ー俺の感情はそれだ、きっとバレてる。少なくとも欲の対象として見ていた事は感付かれてる筈ー
ただ、(舐めたい、美味しそう)そんな歪な狂気までは悟られていないと願いたい。
俺の我儘でこの姿を見せてくれたというのに、こんな気まずい空気になって本当に申し訳ない。
本当はどこまで彼女が感じ取ってしまったのか、気になって仕方なかったが、これ以上踏み込んでも墓穴を掘るだけなので諦めた。
知られたものは仕方ない。寧ろ前向きに捉えるなら、一体俺がどれ程彼女の事を想っているのか、これでおおよそ理解してくれた筈だ。
もう開き直るしかないか....
【これで少しは、俺の事を意識して】
なんて期待を掛けてもバチは当たらない筈だ
炭治郎は恐る恐る日向子を見据えた。
視線が合わさると彼女は明らかに狼狽たが、ここで逸らしたら悪いと思っているのか、懸命に見つめ返して来る。
既に姿なりは、いつもの見慣れた日向子姉さんに戻っていた。
ー冷静に、冷静に..ー
何とか落ち着きを取り戻し、炭治郎は口を開いた。
「すまない。俺は、貴女の前では
「..!」
「俺!貴女の事がっ..本当に大好きなので!どうしてもこういう気持ちになってしまったりするけど、日向子姉さんがちゃんと振り向いてくれるまで、内に留めておくから。どうか誤解しないでください。貴女が怖がる事嫌がる事はしたくないんだ。本当だ。」
ありのままの気持ちを伝えると、彼女は更に顔を紅色に染めた。色々と悩んでいたようだが、考えた末にこう述べた。

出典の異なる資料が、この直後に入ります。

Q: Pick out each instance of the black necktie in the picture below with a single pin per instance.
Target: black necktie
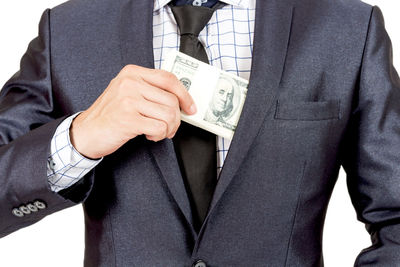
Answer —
(196, 148)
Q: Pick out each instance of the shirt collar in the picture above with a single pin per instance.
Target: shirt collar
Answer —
(158, 4)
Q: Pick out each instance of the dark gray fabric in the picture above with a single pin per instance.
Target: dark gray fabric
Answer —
(323, 93)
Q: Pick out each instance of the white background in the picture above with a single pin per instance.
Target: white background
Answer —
(44, 245)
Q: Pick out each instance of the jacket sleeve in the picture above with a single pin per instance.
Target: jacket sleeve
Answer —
(372, 149)
(27, 124)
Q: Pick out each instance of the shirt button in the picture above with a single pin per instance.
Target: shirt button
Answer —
(199, 263)
(16, 212)
(40, 205)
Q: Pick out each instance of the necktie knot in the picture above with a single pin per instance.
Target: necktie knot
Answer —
(192, 19)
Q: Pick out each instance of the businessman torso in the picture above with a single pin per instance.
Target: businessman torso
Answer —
(270, 202)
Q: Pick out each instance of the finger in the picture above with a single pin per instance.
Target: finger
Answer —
(166, 81)
(156, 95)
(155, 129)
(169, 115)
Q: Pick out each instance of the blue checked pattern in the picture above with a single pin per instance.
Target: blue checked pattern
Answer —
(65, 165)
(228, 40)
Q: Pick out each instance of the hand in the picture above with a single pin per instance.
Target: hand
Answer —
(137, 101)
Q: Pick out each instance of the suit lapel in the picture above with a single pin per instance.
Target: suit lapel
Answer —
(136, 36)
(271, 37)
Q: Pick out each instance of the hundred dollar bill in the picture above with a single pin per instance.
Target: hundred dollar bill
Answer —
(219, 95)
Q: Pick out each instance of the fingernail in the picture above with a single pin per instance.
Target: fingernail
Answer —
(193, 109)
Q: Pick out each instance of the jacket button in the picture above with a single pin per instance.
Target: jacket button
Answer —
(16, 212)
(199, 263)
(32, 207)
(40, 205)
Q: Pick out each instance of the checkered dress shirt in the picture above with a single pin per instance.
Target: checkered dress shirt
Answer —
(228, 40)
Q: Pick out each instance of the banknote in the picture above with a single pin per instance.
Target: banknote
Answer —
(219, 95)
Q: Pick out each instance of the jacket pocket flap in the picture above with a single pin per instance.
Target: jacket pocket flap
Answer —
(317, 110)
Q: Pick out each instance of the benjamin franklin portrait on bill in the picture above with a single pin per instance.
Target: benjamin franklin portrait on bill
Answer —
(224, 102)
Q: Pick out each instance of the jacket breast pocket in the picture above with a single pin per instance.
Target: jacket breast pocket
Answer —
(289, 109)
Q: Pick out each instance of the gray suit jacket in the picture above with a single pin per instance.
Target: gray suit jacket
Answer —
(323, 93)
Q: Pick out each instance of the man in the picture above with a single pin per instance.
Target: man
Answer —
(270, 200)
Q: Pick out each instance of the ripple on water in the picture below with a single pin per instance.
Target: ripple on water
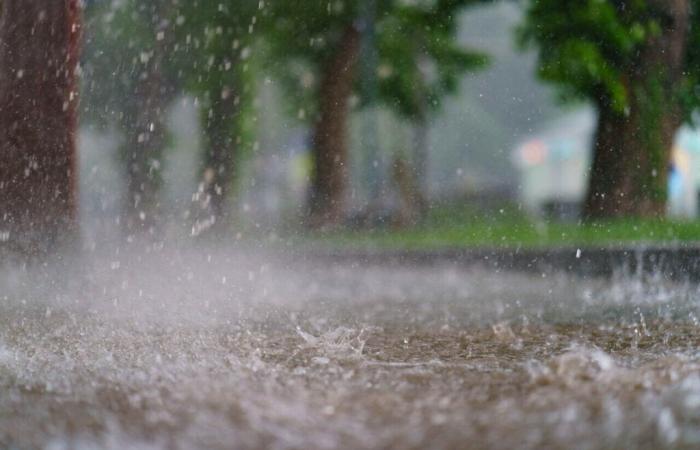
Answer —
(160, 352)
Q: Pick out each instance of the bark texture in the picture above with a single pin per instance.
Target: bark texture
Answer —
(219, 162)
(39, 49)
(330, 139)
(632, 151)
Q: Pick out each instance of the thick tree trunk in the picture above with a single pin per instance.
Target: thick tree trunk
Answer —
(146, 139)
(39, 46)
(632, 151)
(330, 139)
(220, 157)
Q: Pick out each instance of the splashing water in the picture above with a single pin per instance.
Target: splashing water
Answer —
(204, 349)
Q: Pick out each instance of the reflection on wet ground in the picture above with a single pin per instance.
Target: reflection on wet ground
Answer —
(202, 349)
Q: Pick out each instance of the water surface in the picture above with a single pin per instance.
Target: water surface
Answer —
(234, 349)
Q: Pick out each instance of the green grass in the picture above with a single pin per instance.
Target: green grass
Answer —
(447, 227)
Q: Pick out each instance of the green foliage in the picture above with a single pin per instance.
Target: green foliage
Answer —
(588, 47)
(419, 58)
(120, 39)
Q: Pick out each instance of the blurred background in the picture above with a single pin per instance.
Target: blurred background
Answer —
(442, 122)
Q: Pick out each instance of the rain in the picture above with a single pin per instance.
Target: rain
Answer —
(361, 224)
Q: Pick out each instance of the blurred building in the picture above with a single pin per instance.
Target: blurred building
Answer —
(553, 165)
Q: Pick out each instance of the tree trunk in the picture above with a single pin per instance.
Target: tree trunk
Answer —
(147, 138)
(39, 46)
(330, 139)
(219, 162)
(420, 163)
(632, 151)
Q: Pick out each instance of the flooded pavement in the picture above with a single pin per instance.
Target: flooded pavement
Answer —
(202, 349)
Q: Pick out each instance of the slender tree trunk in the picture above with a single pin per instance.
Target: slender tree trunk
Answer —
(146, 139)
(39, 46)
(219, 162)
(632, 151)
(330, 139)
(420, 163)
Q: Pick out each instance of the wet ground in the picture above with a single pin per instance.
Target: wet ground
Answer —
(228, 349)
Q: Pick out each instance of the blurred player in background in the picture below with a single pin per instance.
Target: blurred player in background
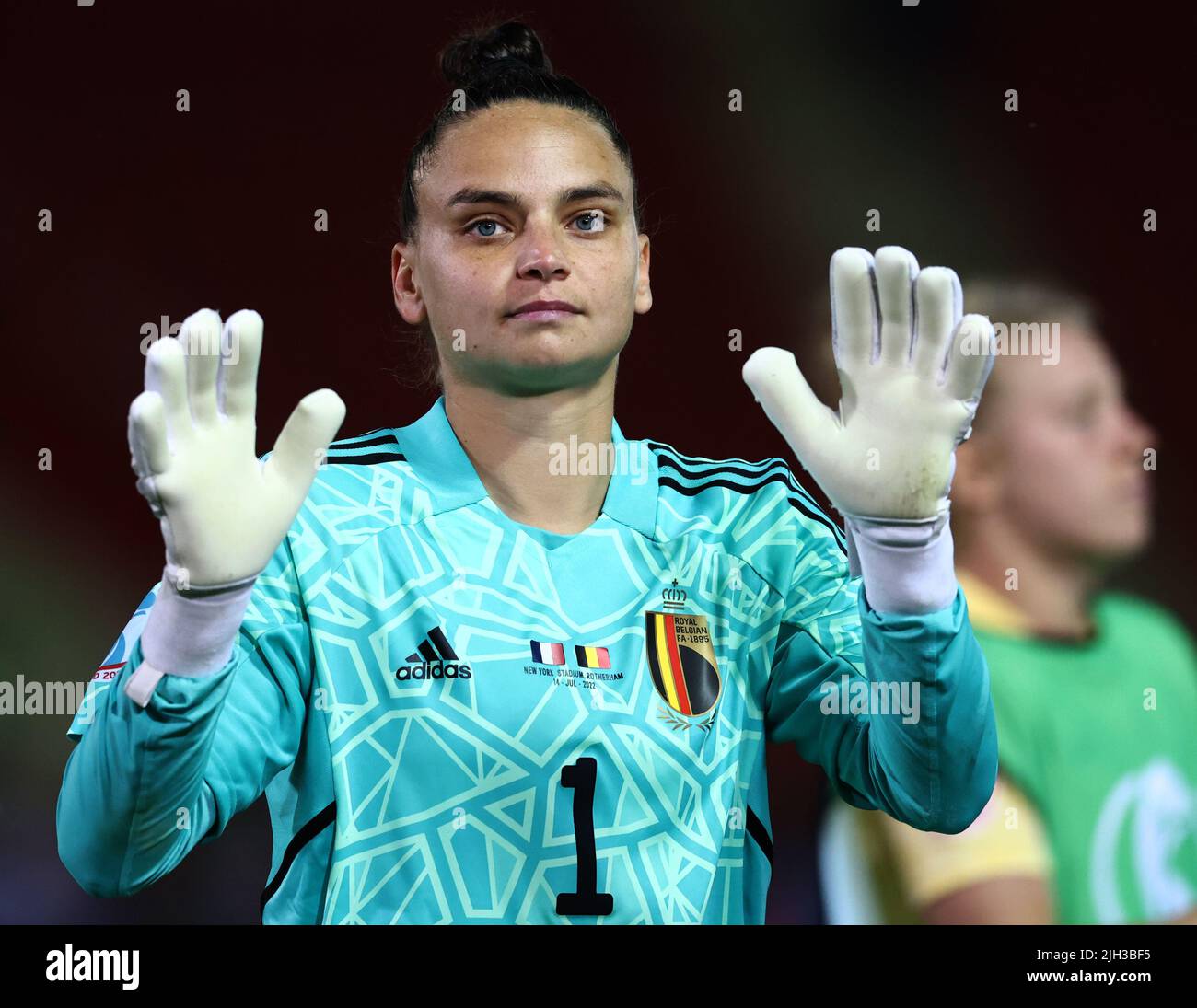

「貴方の気持ちはよくわかった。炭治郎のそれは..当たり前だと思うよ?お、男の子だし...そういう..っごめん!異性を好きになった事のない私が言えた義理じゃないんだけど..」
指をもじもじさせながら辿々しくそういう日向子姉さん。
あぁ..やっぱり殆ど知られてしまっていたんだ。
うぅ..恥ずかしい、凄くむず痒い。
とにもかくにも、もう巫の異能を使用する事を俺からお願いする事は後にも先にもないだろう。